President Obama laid out a move to normalize relations with Cuba after over half a century of unrest in relations. North Korea comes to mind too, but that involves another discussion on another day.
Sympathizers and supporters of Iran’s ruling regime have seized on the proposal to try and draw parallels to the U.S. approach to Iran. Most notably Trita Parsi and Ryan Costello of the regime’s foremost lobbyists at the National Iranian American Council, write in The HuffingtonPost that America’s perceived failed Cuba policy is akin to its similar flawed policy as it relates to Iran.
They attempt to draw parallels to economic sanctions placed on Cuba and Iran as both being failures in policy and deserving of retraction. They go to heap praise on President Obama’s recent efforts to advance a nuclear arms deal with Iran as evidence of this new pivot that can usher in an era of normalized relations between the two adversaries.

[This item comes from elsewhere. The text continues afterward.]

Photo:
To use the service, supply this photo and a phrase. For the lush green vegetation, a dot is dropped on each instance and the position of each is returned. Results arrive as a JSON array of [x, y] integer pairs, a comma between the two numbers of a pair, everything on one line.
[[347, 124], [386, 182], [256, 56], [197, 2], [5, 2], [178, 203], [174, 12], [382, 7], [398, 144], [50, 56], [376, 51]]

Unfortunately their obtuse logic is about as straightforward as a pretzel. Cuba and Iran are vastly different countries with vastly different economic, political and military histories.
Anyone over the age of 60 clearly remembers the Cuban Missile Crisis and the razor sharp edge the U.S. and old Soviet Union navigated as the world was pushed to the brink of global war. In a sharp twist of irony, Cuba’s placement of nuclear missiles aimed at the U.S. 90 miles away proved to be intolerable and were eventually removed through some last minute diplomacy and a heavy dose of military hardware in the Caribbean. Similarly, Iran faces the same choice in whether or not to pursue a nuclear arms program that could place Iran in the same position Cuba found itself in.
But the differences between Cuba and Iran are largely glossed over by Parsi and Costello. Whereas Cuba was a virtual vassal state to the Soviets and heavily dependent on imports of oil, food and other goods to keep the island nation going, Iran sits on one of the world’s largest reserves of oil and uses illicit petro dollars to fund a myriad of military activities as well as fund several of the world’s most notorious terror organizations.
It would be a remarkable display of honesty if Parsi and Costello were to actually use the terms “Hezbollah, ISIS and Iran” in the same sentence.
Iran has been governed by an unrelenting, unforgiving and uncaring religious cadre of mullahs who through advocacy of a particularly harsh and radicalized brand of Islam have managed to oppress the Iranian people for decades.
But par for the course for Parsi and Costello, they conveniently ignore the human rights abuses, depredations and decades-long effort by Iran to develop a nuclear capability in defiance of worldwide condemnations.
Iran remains deeply involved in the Syrian conflict, now manipulates Iraq in its fight against ISIS and continues to fund and support Hezbollah and Hamas, as well as shield its nuclear activities from international inspectors and continue to squeeze its own people with a stepped up campaign of arrests, imprisonments and executions that would make North Korea pale by comparison.
But none of that seems to make the proverbial exhortations of Parsi and Costello who remain slavishly obedient to Iran’s beck and call and are using the Cuba situation in another desperate attempt to push through a nuclear deal that would set Iran on a path not too dissimilar to the near global catastrophe of 1962.